DOJ joins xAI’s fight over Colorado’s AI law
The Justice Department stepped into xAI’s lawsuit against Colorado’s new algorithmic-discrimination law on April 24, filing a complaint in intervention that makes the federal government a direct party to the fight over SB24-205.
DOJ says the state law goes too far in trying to regulate automated decision systems and that it crosses constitutional lines. In its filing, the department argues the measure reaches beyond intentional discrimination and tries to police disparate impacts in ways the Constitution does not allow.
The department also targets an exemption in the law for certain diversity, equity, inclusion, and redress efforts. DOJ says that carveout creates different treatment under the statute and raises Equal Protection problems.
xAI filed the underlying case on April 9, seeking to block the law before it takes effect on June 30, 2026. The company argues Colorado is forcing AI developers and deployers into a compliance regime that is unworkable and unconstitutional. DOJ’s intervention does not replace that dispute; it adds the United States as another plaintiff pressing a separate federal constitutional theory.

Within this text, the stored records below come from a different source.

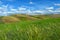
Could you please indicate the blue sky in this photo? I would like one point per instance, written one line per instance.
(29, 6)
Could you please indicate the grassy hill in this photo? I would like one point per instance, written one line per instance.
(28, 27)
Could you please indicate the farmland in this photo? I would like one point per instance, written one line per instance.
(30, 28)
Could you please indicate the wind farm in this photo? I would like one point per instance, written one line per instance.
(29, 20)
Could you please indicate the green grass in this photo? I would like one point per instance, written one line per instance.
(48, 29)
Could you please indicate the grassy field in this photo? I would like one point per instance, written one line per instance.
(45, 29)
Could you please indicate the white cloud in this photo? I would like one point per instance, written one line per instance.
(22, 8)
(50, 8)
(58, 4)
(1, 2)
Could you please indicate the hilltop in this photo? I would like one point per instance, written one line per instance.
(23, 17)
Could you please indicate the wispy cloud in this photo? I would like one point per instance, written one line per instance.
(57, 4)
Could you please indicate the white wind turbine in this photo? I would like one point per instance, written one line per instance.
(30, 3)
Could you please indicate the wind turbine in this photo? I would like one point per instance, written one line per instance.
(30, 3)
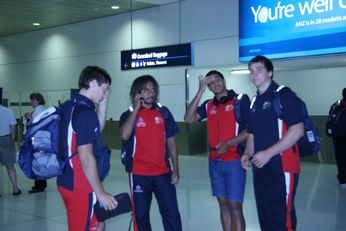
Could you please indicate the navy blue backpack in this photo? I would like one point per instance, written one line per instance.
(310, 143)
(40, 155)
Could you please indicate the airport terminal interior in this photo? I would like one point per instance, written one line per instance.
(48, 58)
(320, 201)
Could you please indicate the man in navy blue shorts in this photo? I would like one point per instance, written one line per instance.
(80, 185)
(227, 177)
(271, 148)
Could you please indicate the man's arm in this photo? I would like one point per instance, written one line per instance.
(173, 152)
(101, 111)
(223, 147)
(126, 128)
(191, 114)
(88, 162)
(248, 152)
(13, 132)
(294, 133)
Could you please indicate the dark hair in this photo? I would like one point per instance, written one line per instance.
(38, 97)
(215, 72)
(266, 62)
(90, 73)
(139, 84)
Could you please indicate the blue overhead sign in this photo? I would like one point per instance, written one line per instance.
(286, 28)
(175, 55)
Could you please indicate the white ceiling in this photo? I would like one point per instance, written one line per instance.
(17, 16)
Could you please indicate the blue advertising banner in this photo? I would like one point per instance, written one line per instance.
(286, 28)
(153, 57)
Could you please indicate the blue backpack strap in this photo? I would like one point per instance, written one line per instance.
(276, 102)
(237, 111)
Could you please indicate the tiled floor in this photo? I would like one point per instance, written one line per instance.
(320, 202)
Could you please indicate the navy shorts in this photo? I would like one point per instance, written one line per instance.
(227, 179)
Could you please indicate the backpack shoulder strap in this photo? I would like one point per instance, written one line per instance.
(163, 110)
(277, 103)
(237, 111)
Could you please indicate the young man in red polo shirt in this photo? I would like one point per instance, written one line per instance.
(225, 133)
(149, 128)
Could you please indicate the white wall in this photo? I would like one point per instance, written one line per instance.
(51, 60)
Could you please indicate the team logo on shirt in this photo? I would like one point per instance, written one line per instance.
(158, 120)
(138, 189)
(213, 111)
(228, 107)
(266, 105)
(140, 122)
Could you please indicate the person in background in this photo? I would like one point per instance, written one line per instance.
(150, 129)
(80, 185)
(339, 141)
(7, 145)
(227, 177)
(37, 102)
(272, 149)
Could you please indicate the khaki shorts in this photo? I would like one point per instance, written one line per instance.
(7, 151)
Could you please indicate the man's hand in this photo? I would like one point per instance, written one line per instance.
(261, 158)
(108, 201)
(137, 101)
(203, 82)
(174, 178)
(222, 147)
(245, 161)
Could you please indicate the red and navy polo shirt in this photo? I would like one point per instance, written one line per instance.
(83, 128)
(222, 124)
(268, 129)
(148, 144)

Colorado’s law is among a wave of state AI rules aimed at systems used in high-stakes settings such as hiring, housing, lending, and other consequential decisions. The new filing raises the stakes of the case by putting a federal civil rights agency on the side of the company challenging the statute, and by pushing the court to decide how far a state can go in regulating algorithmic discrimination before a broader federal framework exists.